You have me drooling! Is that a kimber!!? 
Nice 45 Shorthair!!


----------



## shorthair (Feb 24, 2003)

Ha! Not quite, Overworked, but thanks. Its an Auto-Ord. Started as a mil-spec parkerized weapon, I did all the work myself. Completed about 1994 with an industrial hard chrome finish.


----------



## Mickey Finn (Jan 21, 2005)

shorthair said:


> Ha! Not quite, Overworked, but thanks. Its an Auto-Ord. Started as a mil-spec parkerized weapon, I did all the work myself. Completed about 1994 with an industrial hard chrome finish.


Yes, thats very nice. Great picture too.


----------



## Linda G. (Mar 28, 2002)

The hunting magazines must really be getting desperate to buy a story like that. 

I've never known anyone to "hunt" a porcupine, they are shot as nuisance incidentals when a threat to a dog on the ground. 

Some people, undoubtedly, use them for target practice, which is sick, but more and more people are learning that quill pigs have their place and that avoidance and dog training is the better way to go. 

If you want to "hunt" a porky, put some salt or brine on your wood siding...and wait. 

Hysterical...


----------



## Macker13 (Oct 1, 2007)

shorthair said:


> Ha! Not quite, Overworked, but thanks. Its an Auto-Ord. Started as a mil-spec parkerized weapon, I did all the work myself. Completed about 1994 with an industrial hard chrome finish.


 Nice 1911, and a very well done photo! I give it a 10 out of 10 when you factor in the porky shooting!


----------



## shorthair (Feb 24, 2003)

Macker13 said:


> Nice 1911, and a very well done photo! I give it a 10 out of 10 when you factor in the porky shooting!

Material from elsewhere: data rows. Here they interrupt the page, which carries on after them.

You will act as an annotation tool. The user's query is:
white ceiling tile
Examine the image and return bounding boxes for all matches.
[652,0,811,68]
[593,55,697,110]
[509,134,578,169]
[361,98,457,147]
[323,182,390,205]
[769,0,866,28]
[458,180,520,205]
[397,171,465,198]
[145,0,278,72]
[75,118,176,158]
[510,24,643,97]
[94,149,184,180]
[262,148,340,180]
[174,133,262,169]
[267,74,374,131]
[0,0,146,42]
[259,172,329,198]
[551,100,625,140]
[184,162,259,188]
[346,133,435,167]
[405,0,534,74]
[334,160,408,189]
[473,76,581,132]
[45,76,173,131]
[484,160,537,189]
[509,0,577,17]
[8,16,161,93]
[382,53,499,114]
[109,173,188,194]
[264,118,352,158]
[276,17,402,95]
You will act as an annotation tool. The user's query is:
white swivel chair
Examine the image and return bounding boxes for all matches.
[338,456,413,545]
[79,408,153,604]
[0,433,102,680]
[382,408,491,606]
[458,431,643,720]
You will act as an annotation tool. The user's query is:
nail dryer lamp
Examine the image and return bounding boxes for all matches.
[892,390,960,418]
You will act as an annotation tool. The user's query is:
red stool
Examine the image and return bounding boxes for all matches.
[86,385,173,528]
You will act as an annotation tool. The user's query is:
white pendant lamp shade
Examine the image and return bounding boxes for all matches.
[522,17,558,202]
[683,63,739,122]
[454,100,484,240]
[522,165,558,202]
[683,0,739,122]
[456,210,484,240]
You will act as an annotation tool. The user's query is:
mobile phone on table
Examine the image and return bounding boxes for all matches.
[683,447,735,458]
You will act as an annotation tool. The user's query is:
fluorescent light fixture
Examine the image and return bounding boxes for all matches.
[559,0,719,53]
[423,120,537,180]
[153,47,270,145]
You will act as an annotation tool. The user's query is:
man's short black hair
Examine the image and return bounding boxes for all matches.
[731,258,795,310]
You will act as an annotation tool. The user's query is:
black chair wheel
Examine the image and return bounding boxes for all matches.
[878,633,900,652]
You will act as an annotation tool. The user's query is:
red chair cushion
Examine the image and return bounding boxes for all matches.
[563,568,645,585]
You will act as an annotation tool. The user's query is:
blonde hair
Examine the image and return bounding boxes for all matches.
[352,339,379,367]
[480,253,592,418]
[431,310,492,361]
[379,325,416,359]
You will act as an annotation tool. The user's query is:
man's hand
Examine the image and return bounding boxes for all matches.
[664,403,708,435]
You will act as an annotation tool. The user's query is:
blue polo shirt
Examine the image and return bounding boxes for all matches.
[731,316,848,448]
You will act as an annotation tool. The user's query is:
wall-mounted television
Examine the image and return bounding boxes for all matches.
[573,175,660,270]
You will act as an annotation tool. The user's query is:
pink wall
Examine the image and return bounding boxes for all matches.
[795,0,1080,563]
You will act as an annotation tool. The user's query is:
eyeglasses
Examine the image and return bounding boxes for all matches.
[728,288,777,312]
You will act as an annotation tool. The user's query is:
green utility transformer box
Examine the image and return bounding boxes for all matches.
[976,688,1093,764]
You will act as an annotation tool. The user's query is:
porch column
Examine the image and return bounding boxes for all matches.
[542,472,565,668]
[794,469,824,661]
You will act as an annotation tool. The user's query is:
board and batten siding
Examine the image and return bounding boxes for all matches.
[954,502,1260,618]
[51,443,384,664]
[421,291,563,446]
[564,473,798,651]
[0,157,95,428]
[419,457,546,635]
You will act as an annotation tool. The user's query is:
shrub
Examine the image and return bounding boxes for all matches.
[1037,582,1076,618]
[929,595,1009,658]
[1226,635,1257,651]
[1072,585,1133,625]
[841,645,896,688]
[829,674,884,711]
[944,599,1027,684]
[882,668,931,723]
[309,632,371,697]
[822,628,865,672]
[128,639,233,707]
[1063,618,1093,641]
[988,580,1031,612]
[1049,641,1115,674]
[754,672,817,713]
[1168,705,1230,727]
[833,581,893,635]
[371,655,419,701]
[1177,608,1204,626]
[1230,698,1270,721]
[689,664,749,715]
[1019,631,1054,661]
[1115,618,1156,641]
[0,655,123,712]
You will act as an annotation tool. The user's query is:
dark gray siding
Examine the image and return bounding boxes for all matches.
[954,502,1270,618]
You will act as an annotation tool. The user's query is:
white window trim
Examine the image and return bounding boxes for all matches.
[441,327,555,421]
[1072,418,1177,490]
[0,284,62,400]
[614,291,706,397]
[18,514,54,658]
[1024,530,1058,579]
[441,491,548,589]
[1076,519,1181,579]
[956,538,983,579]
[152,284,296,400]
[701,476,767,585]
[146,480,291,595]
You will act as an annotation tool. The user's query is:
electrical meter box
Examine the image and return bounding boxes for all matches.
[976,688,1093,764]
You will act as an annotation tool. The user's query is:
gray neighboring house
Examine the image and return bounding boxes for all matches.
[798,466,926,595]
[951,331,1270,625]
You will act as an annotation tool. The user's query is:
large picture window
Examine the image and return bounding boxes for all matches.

Thanks all. That gun has accounted for too many porkys to count, a whitetail buck, several opossums and a couple of raccoons, one memorable one that had decided to tangle with the shorthair in my avatar in knee-deep water my swamp. I'm with the others, I don't go looking for them but I won't pass up an opportunity to kill them when I do run across them.


----------



## 8nchuck (Apr 20, 2006)

I have shot at least 50 -100. As others have said. If you every have dog tangle with one it changes your attitude about them. 

I saw my dad break down and cry when he had to pull quills out of our lab the 2nd time. 

1st time we went to Alpeana to a Vet.

After that,,,,, well lets just say this. 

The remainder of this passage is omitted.